Source: Shopify influencer marketing statistics.
The bottom line is that people don’t immediately trust ads. You can have the most amazing product in the world and not lie at all in your ads, but content that comes directly from your brand can still feel biased and untrustworthy in the minds of consumers.
Influencers, on the other hand, feel more akin to friends or that cool cousin you only see once a year at Christmas. When we follow influencers, we do it because we like them for some reason. We might admire them, find them entertaining, love their style, or want to learn more about the topics they post about.
In any case, when an influencer posts about a product, that positive association rubs off a bit on the brand. We’re more likely to trust brands recommended by people we trust. And we’re more likely to pay attention to products when we regularly engage with the people telling us about them.
Now that you understand why influencer marketing works, let’s talk about how to define the target influencers for your brand. Targeting the right influencers is the first challenge in influencer marketing, but it’s one you can overcome easily with some careful planning.
It might seem like I’m overcomplicating things. A fashion brand should find a fashion influencer, a sports brand, an athlete, and so on. But it’s not that simple, and you can’t just work with the first influencer you come across.
To find success with influencer marketing, you have to start by clearly identifying your target influencers. Here’s how to do it.
To start, reflect on the reason you want to launch an influencer campaign. What do you want to achieve? General brand awareness? Sales? Fresh content? Decide on your main goal, keeping in mind that you might achieve other benefits as collateral.
At this stage, it’s good to define your budget, too. Influencer marketing can implicate various costs, such as:
The most important one to define now—and the one that will most affect how you target influencers—is the first.

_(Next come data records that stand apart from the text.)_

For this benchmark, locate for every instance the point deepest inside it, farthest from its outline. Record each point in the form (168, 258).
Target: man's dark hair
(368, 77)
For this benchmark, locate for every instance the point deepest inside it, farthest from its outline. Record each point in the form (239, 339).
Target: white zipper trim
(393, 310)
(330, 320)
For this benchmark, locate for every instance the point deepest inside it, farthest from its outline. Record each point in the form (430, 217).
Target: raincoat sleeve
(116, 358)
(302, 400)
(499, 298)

So decide how you plan to pay influencers (gifted products, flat fee, commission, etc.) and how much you can allocate to this compensation. Here it’s important to consider a few things.

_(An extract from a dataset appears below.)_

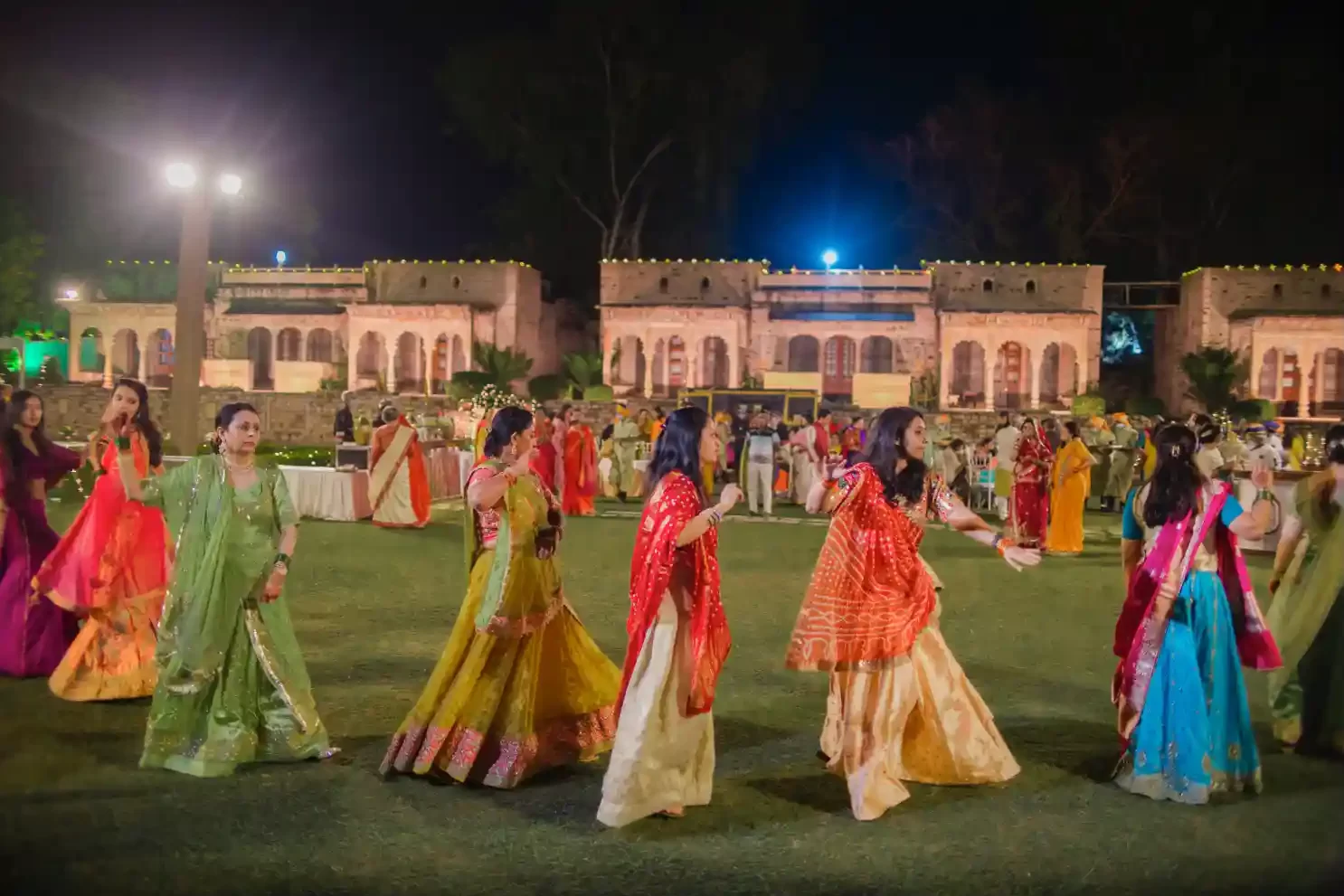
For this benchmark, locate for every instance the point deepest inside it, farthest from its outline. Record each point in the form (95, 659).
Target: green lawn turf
(373, 608)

First, the perceived value of your products affects compensation. A gifted Macbook Pro is worth a lot more than a gifted phone case.
Second, be realistic about what you can pay. Influencers generally get more expensive the more followers they have. So if you’re a small or medium-sized business, don’t expect to close deals with influencers who have millions of followers. Instead, define what you can pay first, and target influencers who fit into your budget.Source: Influencer Marketing Hub.
Equally important to having a clear goal and budget in mind is knowing who your target audience is. Who buys your product, and how can you reach them?
Start by analyzing their demographics: age, gender, country or geographical area, and language. Then go a bit further and think about their professions, their hobbies, and their interests. Map out what types of media your target audience consumes.
Finally, for campaigns with influencers, you must understand which network your target audience spends most of its time on. This might intersect with data about their age or interests. For example, Millennials tend to favor Instagram, while Gen-Z loves TikTok.
You’ll also want to think about what type of personality your target audience might seek out on social media. Are they looking for influencers who entertain them? Inform them? Inspire them in some way?
Source: Represent Comms, Edinburgh.
Connecting back to your goal and budget, think about what metrics matter to you when selecting an influencer. Maybe you have lots to spend and want to reach as many people as possible across the world. In that case, choosing an influencer with maximum reach (in other words, a huge number of followers) would be a good option.
But, if you’re like most brands, you’re probably more interested in reaching fewer people, but the right people. For this, you’ll want to prioritize influencers with a high engagement rate. Engagement rate measures how many interactions an influencer’s content receives respective to their number of followers.
Take micro-influencers for example. They might have relatively small followings of around 20-50K people but are much more engaged with their community than top influencers with millions of followers.
How do you know what engagement is good? Generally, around 2% is a good starting point. But, engagement rates vary based on platform, audience size, content type, and category. So do a bit of research on benchmarks based on what you’re working with.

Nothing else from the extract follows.